Representative images of IFP dynamics during the stance phase of the single gait cycle (a). The yellow lines show the region of the IFP. The waveform of IFP thickness during the stance phase (b); dashed lines indicate the maximum value and the value at initial contact. ∆ is indicated by arrow between dashed lines. IFP, infrapatellar fat pad

To demonstrate the reliability of the IFP thickness, a preliminary study was conducted by two examiners and included repeated retest trials using eight knees of eight healthy volunteers. The intraclass correlation coefficient (ICC) was used to analyze the intra- and inter-rater reliabilities. Regarding the maximum IFP thickness during walking, ICC (1,3) and ICC (2,3) were 0.942 and 0.890, respectively. Regarding the minimum IFP thickness during walking, ICC (1,3) and ICC (2,3) were 0.930 and 0.737, respectively. Regarding ΔIFP during walking, ICC (1,3) and ICC (2,3) were 0.857 and 0.602, respectively [21].

Demographic, IFP, and kinematic and kinetic parameters were analyzed using SPSS Version 23 (Released 2015; IBM Corp., Armonk, NY, USA).
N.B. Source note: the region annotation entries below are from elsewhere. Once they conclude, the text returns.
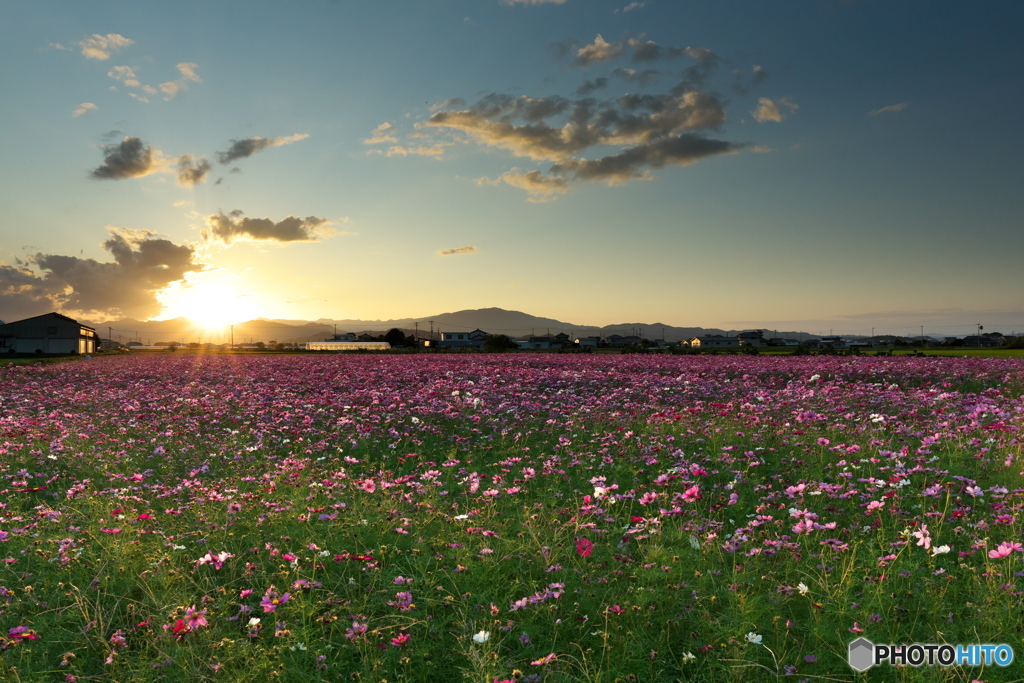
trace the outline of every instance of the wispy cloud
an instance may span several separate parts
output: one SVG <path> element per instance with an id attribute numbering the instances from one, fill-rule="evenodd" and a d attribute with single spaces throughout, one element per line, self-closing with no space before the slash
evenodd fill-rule
<path id="1" fill-rule="evenodd" d="M 759 123 L 765 123 L 767 121 L 774 121 L 775 123 L 780 123 L 782 119 L 800 109 L 799 104 L 791 102 L 785 97 L 780 98 L 775 101 L 769 99 L 768 97 L 758 98 L 758 108 L 751 112 L 755 121 Z"/>
<path id="2" fill-rule="evenodd" d="M 316 216 L 306 218 L 288 216 L 284 220 L 273 221 L 270 218 L 248 218 L 241 211 L 232 211 L 226 216 L 223 213 L 216 213 L 207 216 L 205 220 L 203 238 L 224 244 L 231 244 L 238 240 L 315 242 L 333 234 L 328 227 L 329 221 Z"/>
<path id="3" fill-rule="evenodd" d="M 296 133 L 288 137 L 247 137 L 244 140 L 231 140 L 231 145 L 227 150 L 217 153 L 217 161 L 221 164 L 230 164 L 239 159 L 252 157 L 264 150 L 291 144 L 307 137 L 309 135 L 306 133 Z"/>
<path id="4" fill-rule="evenodd" d="M 82 54 L 87 58 L 103 60 L 110 59 L 112 54 L 134 44 L 134 40 L 116 33 L 109 33 L 105 36 L 94 33 L 79 41 L 78 46 L 82 48 Z"/>
<path id="5" fill-rule="evenodd" d="M 173 81 L 160 84 L 160 89 L 164 92 L 164 99 L 174 99 L 181 92 L 187 90 L 191 83 L 202 83 L 203 79 L 196 73 L 197 69 L 199 69 L 199 65 L 191 61 L 179 63 L 177 70 L 180 76 Z"/>
<path id="6" fill-rule="evenodd" d="M 94 178 L 141 178 L 167 170 L 168 162 L 160 151 L 137 137 L 126 137 L 117 144 L 104 145 L 102 150 L 103 163 L 92 170 Z"/>
<path id="7" fill-rule="evenodd" d="M 84 116 L 85 114 L 88 114 L 89 112 L 92 112 L 93 110 L 97 109 L 99 108 L 93 104 L 92 102 L 82 102 L 81 104 L 75 108 L 75 111 L 72 112 L 71 115 L 74 117 Z"/>
<path id="8" fill-rule="evenodd" d="M 213 168 L 205 158 L 193 159 L 191 155 L 179 157 L 177 167 L 178 184 L 183 187 L 191 187 L 203 182 Z"/>
<path id="9" fill-rule="evenodd" d="M 575 58 L 572 59 L 572 66 L 587 67 L 592 63 L 610 61 L 621 56 L 624 49 L 625 47 L 621 42 L 609 43 L 598 35 L 593 43 L 584 45 L 577 50 Z"/>
<path id="10" fill-rule="evenodd" d="M 475 254 L 476 245 L 466 245 L 465 247 L 456 247 L 455 249 L 438 249 L 437 254 L 439 256 L 460 256 L 462 254 Z"/>
<path id="11" fill-rule="evenodd" d="M 0 304 L 26 315 L 56 309 L 146 318 L 161 310 L 159 292 L 204 268 L 191 247 L 147 230 L 111 228 L 102 247 L 113 261 L 37 253 L 17 267 L 0 265 Z"/>
<path id="12" fill-rule="evenodd" d="M 868 116 L 878 116 L 880 114 L 891 114 L 891 113 L 896 113 L 896 112 L 902 112 L 903 110 L 905 110 L 909 105 L 910 105 L 910 102 L 900 102 L 898 104 L 890 104 L 889 106 L 883 106 L 880 110 L 871 110 L 870 112 L 867 113 L 867 115 Z"/>
<path id="13" fill-rule="evenodd" d="M 398 138 L 394 136 L 394 126 L 385 121 L 381 125 L 374 128 L 374 131 L 370 133 L 370 137 L 362 140 L 362 143 L 387 144 L 388 142 L 397 142 L 397 141 Z"/>

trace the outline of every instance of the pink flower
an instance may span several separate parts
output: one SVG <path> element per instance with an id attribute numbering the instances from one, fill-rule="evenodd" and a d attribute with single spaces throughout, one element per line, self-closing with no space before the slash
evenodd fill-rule
<path id="1" fill-rule="evenodd" d="M 1019 543 L 1011 543 L 1010 541 L 1007 541 L 1005 543 L 1000 543 L 999 547 L 995 550 L 988 551 L 988 556 L 993 560 L 997 560 L 1000 557 L 1007 557 L 1015 550 L 1017 552 L 1024 552 L 1024 546 L 1021 546 Z"/>
<path id="2" fill-rule="evenodd" d="M 206 621 L 206 610 L 199 611 L 196 609 L 196 605 L 185 609 L 185 623 L 193 631 L 204 626 L 210 626 Z"/>
<path id="3" fill-rule="evenodd" d="M 260 600 L 260 605 L 263 607 L 264 612 L 273 612 L 278 611 L 278 605 L 283 605 L 291 599 L 291 593 L 285 593 L 279 597 L 273 591 L 267 591 L 263 599 Z"/>
<path id="4" fill-rule="evenodd" d="M 692 503 L 698 498 L 700 498 L 700 484 L 693 484 L 683 492 L 683 501 L 686 503 Z"/>
<path id="5" fill-rule="evenodd" d="M 928 524 L 922 524 L 921 529 L 913 532 L 913 537 L 918 539 L 915 545 L 924 546 L 925 550 L 932 547 L 932 538 L 928 531 Z"/>

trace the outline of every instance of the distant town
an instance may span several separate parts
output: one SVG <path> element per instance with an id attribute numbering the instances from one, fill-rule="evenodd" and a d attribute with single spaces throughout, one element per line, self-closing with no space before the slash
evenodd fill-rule
<path id="1" fill-rule="evenodd" d="M 0 324 L 0 354 L 88 354 L 104 349 L 168 350 L 206 349 L 222 351 L 368 351 L 388 349 L 425 349 L 444 351 L 598 351 L 618 352 L 717 352 L 734 351 L 757 353 L 761 349 L 800 351 L 824 351 L 858 353 L 861 350 L 879 351 L 893 348 L 1024 348 L 1024 336 L 1007 336 L 1000 332 L 983 332 L 978 326 L 977 334 L 964 337 L 942 337 L 936 339 L 925 335 L 902 337 L 874 335 L 870 337 L 846 338 L 838 335 L 820 337 L 805 336 L 797 339 L 773 336 L 765 330 L 748 330 L 737 334 L 708 334 L 688 339 L 667 341 L 651 339 L 641 334 L 609 334 L 573 336 L 566 332 L 543 335 L 493 334 L 475 329 L 469 332 L 446 332 L 430 329 L 413 330 L 392 328 L 387 332 L 335 332 L 315 341 L 239 341 L 238 343 L 212 343 L 200 341 L 158 340 L 142 343 L 141 340 L 115 340 L 102 337 L 97 331 L 78 321 L 51 312 L 43 315 Z"/>

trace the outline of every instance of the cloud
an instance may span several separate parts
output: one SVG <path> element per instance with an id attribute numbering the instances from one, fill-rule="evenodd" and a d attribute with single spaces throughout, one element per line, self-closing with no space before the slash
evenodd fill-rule
<path id="1" fill-rule="evenodd" d="M 892 112 L 902 112 L 903 110 L 905 110 L 909 105 L 910 105 L 910 102 L 900 102 L 899 104 L 890 104 L 889 106 L 883 106 L 880 110 L 871 110 L 870 112 L 867 113 L 867 115 L 868 116 L 878 116 L 880 114 L 889 114 L 889 113 L 892 113 Z"/>
<path id="2" fill-rule="evenodd" d="M 102 150 L 103 163 L 93 169 L 91 175 L 94 178 L 140 178 L 167 168 L 167 161 L 160 151 L 147 146 L 137 137 L 126 137 L 118 144 L 104 145 Z"/>
<path id="3" fill-rule="evenodd" d="M 247 137 L 244 140 L 231 140 L 231 146 L 224 152 L 217 153 L 217 161 L 221 164 L 230 164 L 239 159 L 252 157 L 263 150 L 291 144 L 307 137 L 309 135 L 306 133 L 297 133 L 288 137 Z"/>
<path id="4" fill-rule="evenodd" d="M 546 169 L 516 167 L 497 177 L 477 180 L 481 185 L 523 189 L 531 202 L 552 201 L 583 182 L 622 184 L 650 179 L 666 167 L 690 166 L 741 151 L 768 151 L 711 135 L 726 122 L 726 100 L 705 85 L 722 63 L 710 49 L 663 47 L 642 36 L 609 43 L 600 35 L 582 48 L 571 40 L 554 47 L 561 56 L 573 55 L 573 66 L 607 61 L 627 50 L 632 50 L 639 62 L 686 57 L 693 63 L 662 92 L 633 92 L 603 100 L 588 97 L 594 90 L 608 86 L 609 78 L 599 76 L 584 81 L 575 99 L 557 94 L 530 97 L 499 92 L 485 94 L 472 104 L 450 99 L 416 124 L 418 133 L 442 139 L 446 144 L 472 142 L 521 159 L 548 162 Z M 667 75 L 621 67 L 608 73 L 641 85 Z M 760 80 L 762 73 L 760 67 L 755 67 L 749 78 Z M 769 103 L 773 115 L 768 112 Z M 762 105 L 765 116 L 779 119 L 797 109 L 784 98 L 762 101 Z M 396 156 L 404 154 L 400 147 L 392 150 Z"/>
<path id="5" fill-rule="evenodd" d="M 111 54 L 120 52 L 122 48 L 134 44 L 134 40 L 116 33 L 109 33 L 105 36 L 94 33 L 79 41 L 78 46 L 82 48 L 82 54 L 89 59 L 103 60 L 110 59 Z"/>
<path id="6" fill-rule="evenodd" d="M 644 41 L 637 38 L 631 38 L 628 42 L 633 48 L 633 61 L 656 61 L 658 59 L 674 59 L 683 55 L 694 56 L 692 54 L 693 48 L 662 47 L 652 40 Z M 694 58 L 700 58 L 700 56 L 702 55 L 694 56 Z"/>
<path id="7" fill-rule="evenodd" d="M 524 172 L 518 168 L 502 173 L 495 180 L 480 178 L 476 182 L 477 184 L 489 185 L 505 183 L 524 189 L 529 193 L 530 202 L 550 202 L 559 195 L 564 195 L 569 187 L 569 181 L 566 178 L 544 175 L 537 170 Z"/>
<path id="8" fill-rule="evenodd" d="M 231 244 L 236 240 L 315 242 L 333 234 L 327 227 L 328 222 L 326 218 L 316 216 L 307 218 L 289 216 L 274 222 L 269 218 L 246 218 L 241 211 L 232 211 L 228 216 L 223 213 L 207 216 L 207 228 L 203 230 L 203 238 L 219 240 L 224 244 Z"/>
<path id="9" fill-rule="evenodd" d="M 195 261 L 191 247 L 145 230 L 112 229 L 103 249 L 113 255 L 113 262 L 36 254 L 31 262 L 43 275 L 31 281 L 28 291 L 51 308 L 146 318 L 161 310 L 160 291 L 204 268 Z M 20 287 L 24 296 L 26 286 Z"/>
<path id="10" fill-rule="evenodd" d="M 71 115 L 74 117 L 79 117 L 97 109 L 99 108 L 93 104 L 92 102 L 82 102 L 81 104 L 75 108 L 75 111 L 72 112 Z"/>
<path id="11" fill-rule="evenodd" d="M 28 268 L 0 263 L 0 310 L 5 322 L 53 310 L 50 286 Z"/>
<path id="12" fill-rule="evenodd" d="M 115 67 L 106 72 L 106 75 L 115 81 L 124 83 L 129 88 L 137 88 L 141 85 L 135 76 L 135 71 L 131 67 Z"/>
<path id="13" fill-rule="evenodd" d="M 782 108 L 782 109 L 779 109 Z M 800 109 L 799 104 L 794 104 L 785 97 L 782 97 L 777 102 L 772 101 L 768 97 L 760 97 L 758 99 L 758 108 L 751 112 L 754 119 L 759 123 L 765 123 L 766 121 L 774 121 L 779 123 L 782 119 L 786 118 L 794 112 Z M 788 110 L 787 112 L 784 110 Z"/>
<path id="14" fill-rule="evenodd" d="M 608 85 L 608 79 L 604 78 L 603 76 L 595 78 L 593 80 L 584 81 L 583 85 L 577 88 L 577 94 L 583 97 L 585 95 L 589 95 L 595 90 L 600 90 L 606 85 Z"/>
<path id="15" fill-rule="evenodd" d="M 370 133 L 370 137 L 362 140 L 362 143 L 384 144 L 387 142 L 397 142 L 398 138 L 395 137 L 393 133 L 394 133 L 394 126 L 385 121 L 381 125 L 374 128 L 374 132 Z"/>
<path id="16" fill-rule="evenodd" d="M 645 69 L 638 72 L 636 69 L 623 69 L 617 67 L 611 70 L 612 76 L 617 76 L 627 82 L 639 83 L 640 85 L 647 85 L 649 81 L 654 80 L 660 76 L 660 72 L 655 69 Z"/>
<path id="17" fill-rule="evenodd" d="M 444 147 L 442 146 L 432 146 L 432 147 L 403 147 L 400 144 L 388 147 L 388 157 L 409 157 L 409 156 L 419 156 L 419 157 L 433 157 L 434 159 L 440 159 L 444 156 Z"/>
<path id="18" fill-rule="evenodd" d="M 594 42 L 577 50 L 573 67 L 587 67 L 601 61 L 610 61 L 622 55 L 624 46 L 621 42 L 609 43 L 598 34 Z"/>
<path id="19" fill-rule="evenodd" d="M 164 99 L 168 101 L 174 99 L 180 93 L 187 90 L 190 83 L 202 83 L 203 79 L 196 73 L 197 69 L 199 69 L 199 65 L 191 61 L 182 61 L 179 63 L 177 70 L 181 76 L 175 81 L 160 84 L 160 89 L 165 95 Z"/>
<path id="20" fill-rule="evenodd" d="M 475 254 L 476 245 L 466 245 L 465 247 L 456 247 L 455 249 L 438 249 L 437 254 L 439 256 L 459 256 L 461 254 Z"/>
<path id="21" fill-rule="evenodd" d="M 744 146 L 695 133 L 683 133 L 638 144 L 620 154 L 593 161 L 571 159 L 555 164 L 551 170 L 558 174 L 571 173 L 577 180 L 597 180 L 615 185 L 628 180 L 649 179 L 648 169 L 690 166 L 709 157 L 734 153 Z"/>
<path id="22" fill-rule="evenodd" d="M 193 187 L 206 180 L 212 166 L 206 158 L 193 159 L 191 155 L 178 157 L 178 184 Z"/>

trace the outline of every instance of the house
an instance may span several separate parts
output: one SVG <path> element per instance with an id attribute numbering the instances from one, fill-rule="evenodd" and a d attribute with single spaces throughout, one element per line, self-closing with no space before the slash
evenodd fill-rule
<path id="1" fill-rule="evenodd" d="M 440 348 L 483 348 L 483 342 L 487 339 L 487 333 L 483 330 L 473 330 L 472 332 L 442 332 Z"/>
<path id="2" fill-rule="evenodd" d="M 764 333 L 761 330 L 750 330 L 736 335 L 740 346 L 767 346 Z"/>
<path id="3" fill-rule="evenodd" d="M 93 328 L 60 313 L 46 313 L 0 326 L 0 352 L 95 353 Z"/>
<path id="4" fill-rule="evenodd" d="M 690 339 L 690 348 L 739 348 L 739 339 L 724 335 L 707 335 Z"/>

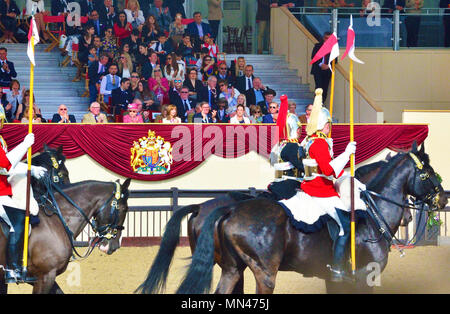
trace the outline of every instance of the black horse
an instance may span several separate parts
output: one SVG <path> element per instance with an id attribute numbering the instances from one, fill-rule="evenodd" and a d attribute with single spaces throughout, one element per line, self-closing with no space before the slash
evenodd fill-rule
<path id="1" fill-rule="evenodd" d="M 388 155 L 387 160 L 391 157 Z M 355 177 L 363 182 L 367 183 L 374 178 L 384 167 L 386 167 L 387 161 L 381 160 L 364 167 L 360 167 L 356 170 Z M 260 193 L 259 196 L 270 197 L 267 193 Z M 224 206 L 232 206 L 240 201 L 254 199 L 254 196 L 230 192 L 226 195 L 217 197 L 212 200 L 208 200 L 201 204 L 194 204 L 185 206 L 175 211 L 170 220 L 167 222 L 164 235 L 161 239 L 160 248 L 153 261 L 150 271 L 145 281 L 139 286 L 137 291 L 142 293 L 157 293 L 164 289 L 167 275 L 169 272 L 170 264 L 175 253 L 175 249 L 179 243 L 181 221 L 185 216 L 191 214 L 188 221 L 188 236 L 192 253 L 195 251 L 198 237 L 201 233 L 203 224 L 206 217 L 216 208 Z M 408 208 L 404 209 L 401 226 L 407 226 L 411 221 L 412 216 Z M 217 234 L 215 234 L 215 246 L 219 247 Z M 215 252 L 215 261 L 218 262 L 221 259 L 220 251 Z M 243 277 L 240 278 L 235 285 L 233 293 L 244 293 Z"/>
<path id="2" fill-rule="evenodd" d="M 442 209 L 447 204 L 423 146 L 420 151 L 414 146 L 410 153 L 398 153 L 367 186 L 382 195 L 375 198 L 375 203 L 393 233 L 400 225 L 401 204 L 408 195 L 434 209 Z M 259 198 L 217 208 L 208 216 L 178 293 L 209 291 L 214 265 L 214 232 L 218 234 L 221 252 L 218 264 L 222 268 L 216 293 L 231 293 L 247 267 L 256 278 L 257 293 L 273 292 L 279 270 L 324 279 L 329 292 L 339 291 L 345 285 L 329 281 L 326 265 L 331 262 L 332 241 L 327 230 L 312 234 L 299 232 L 277 202 Z M 370 219 L 362 219 L 356 227 L 356 283 L 351 286 L 356 288 L 354 292 L 372 291 L 367 280 L 372 271 L 368 265 L 376 263 L 380 272 L 387 265 L 389 241 L 384 238 L 368 241 L 370 239 L 380 239 L 380 230 Z"/>

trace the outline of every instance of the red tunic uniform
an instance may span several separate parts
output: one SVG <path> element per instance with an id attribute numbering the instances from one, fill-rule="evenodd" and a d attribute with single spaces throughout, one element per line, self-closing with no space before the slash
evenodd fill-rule
<path id="1" fill-rule="evenodd" d="M 0 143 L 2 148 L 0 149 L 0 169 L 9 171 L 11 169 L 11 163 L 8 157 L 6 157 L 7 146 L 3 137 L 0 135 Z M 8 183 L 8 176 L 0 174 L 0 196 L 1 195 L 12 195 L 11 185 Z"/>
<path id="2" fill-rule="evenodd" d="M 310 196 L 315 197 L 332 197 L 339 194 L 334 188 L 333 180 L 326 177 L 336 177 L 334 174 L 334 169 L 330 166 L 330 161 L 332 160 L 328 142 L 324 138 L 318 138 L 316 135 L 312 136 L 313 143 L 309 147 L 308 154 L 310 159 L 314 159 L 317 162 L 317 174 L 315 178 L 311 180 L 303 180 L 301 184 L 301 189 Z M 341 175 L 342 172 L 339 174 Z"/>

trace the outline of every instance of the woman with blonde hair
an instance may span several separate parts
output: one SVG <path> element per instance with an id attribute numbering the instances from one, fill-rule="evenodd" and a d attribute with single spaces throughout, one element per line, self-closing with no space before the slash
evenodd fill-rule
<path id="1" fill-rule="evenodd" d="M 177 107 L 174 105 L 167 106 L 167 115 L 162 119 L 163 123 L 181 123 L 180 117 L 177 116 Z"/>
<path id="2" fill-rule="evenodd" d="M 141 32 L 145 18 L 144 13 L 140 9 L 139 2 L 137 0 L 128 0 L 127 8 L 124 11 L 127 15 L 128 23 L 131 24 L 133 29 L 137 28 Z"/>

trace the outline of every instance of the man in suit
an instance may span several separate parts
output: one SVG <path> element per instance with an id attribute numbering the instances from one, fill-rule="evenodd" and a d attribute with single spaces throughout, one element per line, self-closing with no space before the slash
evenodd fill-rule
<path id="1" fill-rule="evenodd" d="M 253 87 L 253 65 L 246 65 L 243 76 L 238 76 L 236 78 L 235 87 L 241 94 L 245 94 L 247 90 Z"/>
<path id="2" fill-rule="evenodd" d="M 203 42 L 203 36 L 211 34 L 211 27 L 209 24 L 202 22 L 202 14 L 200 12 L 194 12 L 194 22 L 188 24 L 186 33 L 191 35 L 195 45 L 200 47 L 199 42 Z"/>
<path id="3" fill-rule="evenodd" d="M 263 123 L 276 123 L 278 118 L 278 104 L 272 102 L 269 104 L 269 113 L 263 116 Z"/>
<path id="4" fill-rule="evenodd" d="M 75 116 L 69 114 L 69 109 L 66 105 L 60 105 L 58 108 L 58 113 L 55 113 L 52 118 L 52 123 L 76 123 L 77 120 Z"/>
<path id="5" fill-rule="evenodd" d="M 166 1 L 167 2 L 167 1 Z M 168 32 L 170 23 L 172 23 L 172 16 L 167 5 L 163 5 L 162 0 L 154 0 L 153 5 L 150 5 L 148 15 L 153 15 L 162 30 Z"/>
<path id="6" fill-rule="evenodd" d="M 119 114 L 120 110 L 126 110 L 128 105 L 133 102 L 133 95 L 129 91 L 130 80 L 123 78 L 120 86 L 111 92 L 111 107 L 114 115 Z"/>
<path id="7" fill-rule="evenodd" d="M 217 78 L 214 75 L 211 75 L 208 78 L 207 86 L 202 88 L 197 94 L 197 100 L 207 102 L 213 110 L 217 110 L 217 100 L 219 99 L 220 94 L 216 86 Z"/>
<path id="8" fill-rule="evenodd" d="M 247 106 L 256 105 L 257 103 L 264 101 L 264 92 L 268 87 L 264 86 L 259 77 L 253 79 L 253 87 L 245 92 L 245 98 L 247 99 Z"/>
<path id="9" fill-rule="evenodd" d="M 311 54 L 311 59 L 314 58 L 316 53 L 319 51 L 319 49 L 322 47 L 324 42 L 326 42 L 330 36 L 331 36 L 330 32 L 324 33 L 323 40 L 314 46 L 312 54 Z M 316 84 L 316 89 L 322 88 L 322 90 L 323 90 L 323 94 L 322 94 L 323 103 L 325 103 L 325 100 L 327 99 L 328 86 L 330 85 L 330 80 L 331 80 L 331 70 L 328 66 L 329 58 L 330 58 L 330 54 L 327 54 L 322 59 L 319 59 L 315 63 L 313 63 L 313 65 L 311 67 L 311 74 L 314 76 L 314 82 Z"/>
<path id="10" fill-rule="evenodd" d="M 263 115 L 270 112 L 270 104 L 273 102 L 276 95 L 277 93 L 273 89 L 267 88 L 263 93 L 264 100 L 256 103 L 261 108 L 261 113 Z"/>
<path id="11" fill-rule="evenodd" d="M 89 112 L 83 116 L 82 123 L 108 123 L 104 113 L 100 112 L 100 104 L 96 101 L 89 106 Z"/>
<path id="12" fill-rule="evenodd" d="M 101 55 L 100 59 L 92 63 L 88 68 L 89 77 L 89 99 L 92 102 L 97 100 L 100 82 L 103 76 L 108 74 L 108 60 L 107 55 Z"/>
<path id="13" fill-rule="evenodd" d="M 202 111 L 199 113 L 194 114 L 194 123 L 216 123 L 217 119 L 216 119 L 216 115 L 217 115 L 217 111 L 213 110 L 212 113 L 211 111 L 211 107 L 209 106 L 209 104 L 205 101 L 202 102 L 201 104 L 201 108 Z"/>
<path id="14" fill-rule="evenodd" d="M 17 76 L 14 69 L 14 63 L 7 60 L 8 50 L 5 47 L 0 48 L 0 86 L 9 87 L 11 80 Z"/>
<path id="15" fill-rule="evenodd" d="M 187 122 L 188 116 L 194 113 L 196 106 L 196 102 L 189 99 L 189 88 L 183 86 L 179 92 L 176 89 L 171 89 L 169 95 L 170 102 L 177 107 L 181 122 Z"/>

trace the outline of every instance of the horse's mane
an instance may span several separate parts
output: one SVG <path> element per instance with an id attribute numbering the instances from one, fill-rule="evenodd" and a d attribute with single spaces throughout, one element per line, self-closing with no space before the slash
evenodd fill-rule
<path id="1" fill-rule="evenodd" d="M 404 158 L 404 156 L 405 153 L 398 153 L 397 155 L 392 157 L 389 161 L 387 162 L 382 161 L 384 163 L 384 166 L 381 168 L 380 172 L 366 184 L 367 189 L 372 191 L 380 191 L 386 184 L 386 177 L 397 167 L 397 164 L 400 162 L 400 160 Z M 380 162 L 378 162 L 378 164 L 379 163 Z"/>

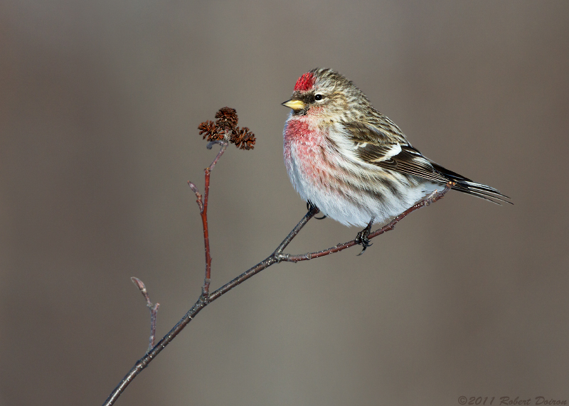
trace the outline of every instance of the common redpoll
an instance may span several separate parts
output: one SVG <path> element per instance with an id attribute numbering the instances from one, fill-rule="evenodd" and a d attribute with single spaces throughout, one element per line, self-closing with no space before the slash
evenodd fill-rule
<path id="1" fill-rule="evenodd" d="M 445 186 L 508 202 L 494 188 L 445 169 L 411 146 L 351 81 L 313 69 L 297 81 L 284 125 L 284 163 L 301 197 L 341 223 L 383 223 Z M 364 230 L 365 231 L 365 230 Z M 368 245 L 367 235 L 361 243 Z"/>

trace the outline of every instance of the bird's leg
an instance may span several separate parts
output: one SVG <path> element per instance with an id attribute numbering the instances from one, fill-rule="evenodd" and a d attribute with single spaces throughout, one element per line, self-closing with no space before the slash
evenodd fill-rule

For each data point, normality was confirmed using the Shapiro–Wilk assay. To compare groups, one-way analysis of variance or the Kruskal–Wallis test was performed, and the Tukey test or Steel–Dwass test was used for multiple comparisons. In addition, correlation analysis using Pearson or Spearman were conducted to investigate the relationship between ΔIFP and gait parameters, including the knee angle and moment. The significance level was set at p < 0.05.

The pos-hoc analyses demonstrated using G*power 3.1.9.7 calculated the significant power to detect the ΔIFP difference between patients with knee OA and healthy elderly volunteers. Effect size and power were 0.86 and 99%, respectively.